We were sent on a project for 3 months to Brussels, and on the flight got talking. This was the first time we were having intense conversations, until then we were just colleagues who hung out together (with other colleagues as well).
We got along really well, but none of us still figured out that the other was interested as well. Once back in Pune, we started hanging out a lot more.
One day I quit my job to join another place. After finishing my resignation formalities, I came home and he called. That is the day he told me he loved me, I ofcourse said that I did too. It was beautiful.
The best part was when I joined my new company there was a vacancy and I let him know, 15 days later he joined me. We spent a lot of time together.

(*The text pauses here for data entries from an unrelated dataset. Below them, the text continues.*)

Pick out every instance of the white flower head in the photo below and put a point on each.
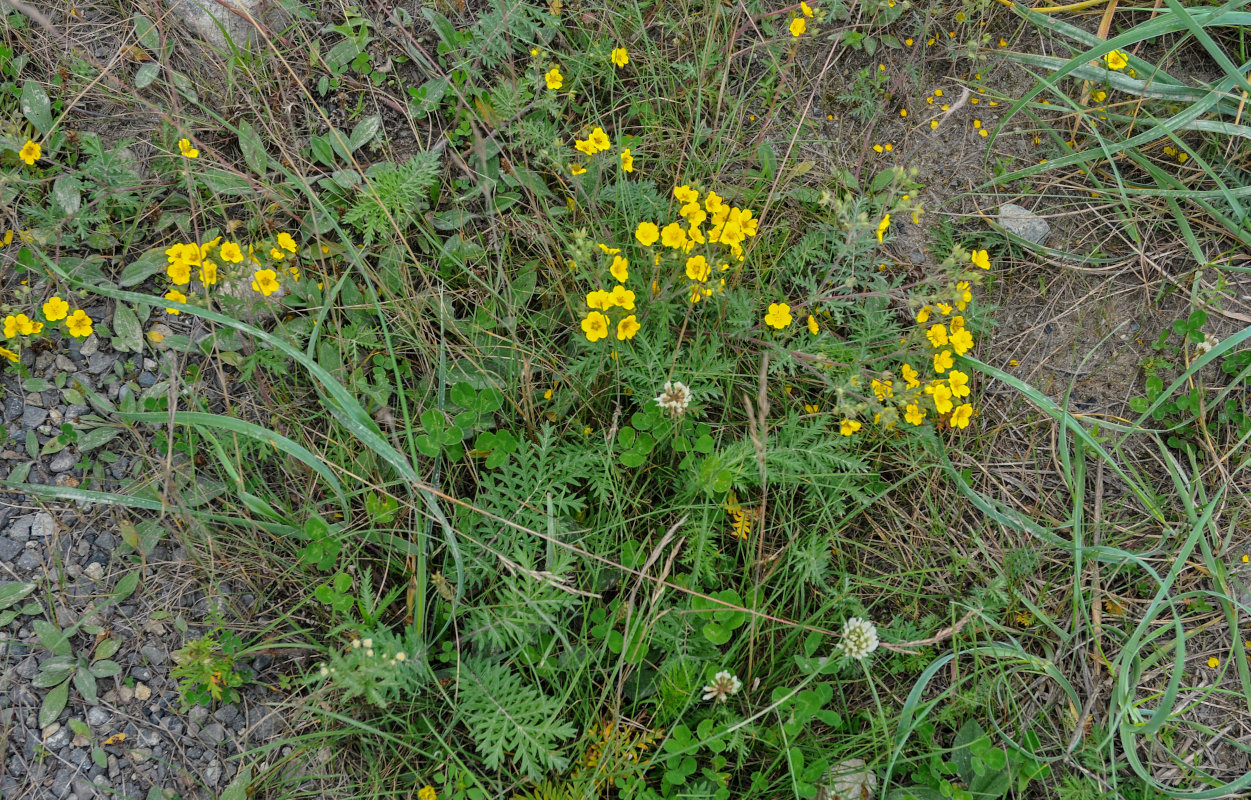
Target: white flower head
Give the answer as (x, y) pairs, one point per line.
(860, 637)
(723, 685)
(674, 398)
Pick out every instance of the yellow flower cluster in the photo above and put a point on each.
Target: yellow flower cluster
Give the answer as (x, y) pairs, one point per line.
(54, 309)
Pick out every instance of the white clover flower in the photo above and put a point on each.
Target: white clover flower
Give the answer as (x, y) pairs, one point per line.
(723, 685)
(860, 639)
(674, 398)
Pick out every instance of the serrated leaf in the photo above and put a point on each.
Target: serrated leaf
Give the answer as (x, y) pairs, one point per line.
(54, 702)
(128, 332)
(146, 74)
(364, 130)
(253, 149)
(35, 107)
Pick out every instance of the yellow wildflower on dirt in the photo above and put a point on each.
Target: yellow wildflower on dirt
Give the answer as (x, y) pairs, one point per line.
(30, 152)
(264, 281)
(79, 324)
(623, 297)
(178, 297)
(958, 383)
(594, 326)
(778, 317)
(961, 416)
(673, 235)
(647, 233)
(179, 272)
(910, 376)
(962, 342)
(619, 269)
(627, 328)
(55, 308)
(883, 225)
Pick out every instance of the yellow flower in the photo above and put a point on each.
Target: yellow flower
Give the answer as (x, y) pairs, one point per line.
(961, 416)
(230, 253)
(882, 227)
(623, 297)
(958, 383)
(179, 272)
(208, 273)
(619, 269)
(647, 233)
(174, 294)
(673, 235)
(697, 268)
(55, 308)
(910, 376)
(594, 326)
(599, 299)
(264, 281)
(79, 324)
(599, 139)
(30, 152)
(778, 317)
(627, 328)
(962, 342)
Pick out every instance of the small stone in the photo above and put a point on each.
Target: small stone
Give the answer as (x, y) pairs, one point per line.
(155, 655)
(64, 461)
(1020, 220)
(33, 417)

We were both 25 by now, and knew that if we were in a relationship, we wanted it to culminate in marriage. However, since Muslims are portrayed to be backward and strict, I wasn’t sure how I’d managed.
He introduced me to his sister who lived in the states and we would regularly chat. He spoke about his family and made them seem quite modern, maybe not as much as mine, but still modern.
Now I come from a Sindhi background, where I could sit and share a drink with my father, wear whatever I pleased, party all night and it was considered normal.
About 6 months into the relation, he stopped answering my calls, didn’t reply to my messages and two days later tells me that he was cheating on me and has a girlfriend back in Kashmir for the last 5–6 years.
I was shattered. I cried myself to sleep everyday for the next week or so. Suddenly my best friend caught up with me and told me it was all a lie and he had told her he wanted to end it, because I wouldn’t adjust with a Muslim family. She promised she wouldn’t tell me, but seeing my condition she couldn’t help it.
Somehow I managed to convince my boyfriend if we loved each other so much, we would make it work. And he loved me so much, what else could I want.
The next year our parents met, albeit reluctantly.
Later We got engaged. It was a small family affair.
We were to marry the following year (no dates fixed).
Now I wasn’t a religious Hindu nor would I be a religious Muslim. Religion was just something I was born into, and would be marrying into. As such it wasn’t a big deal, and I didn’t mind converting if that’s what was needed.
My only condition was that I’d convert just before the wedding and not earlier.
All his cousins were educated (doctors, lawyers, microbiologists, journalists) but the family was strict and women were covered in burka.
At the last moment I realized that I wouldn’t be able to fit into his family. I called of the engagement. My boyfriend understood, and said that’s why he had tried breaking up with me earlier.
All I can say is the cultures are very different, there’s a lot of changes you will experience, go for it only if you are strong willed.
I did experience his muslim cock it was nice and big circumcised rod which explored every fold of my pussy and even though we are not together today still I remember those moans and how he used to fuck me within an inch of my life. Today I am married to someone else but still miss his lund and that feeling which I used to get while giving my body to the muslim bf to fuck.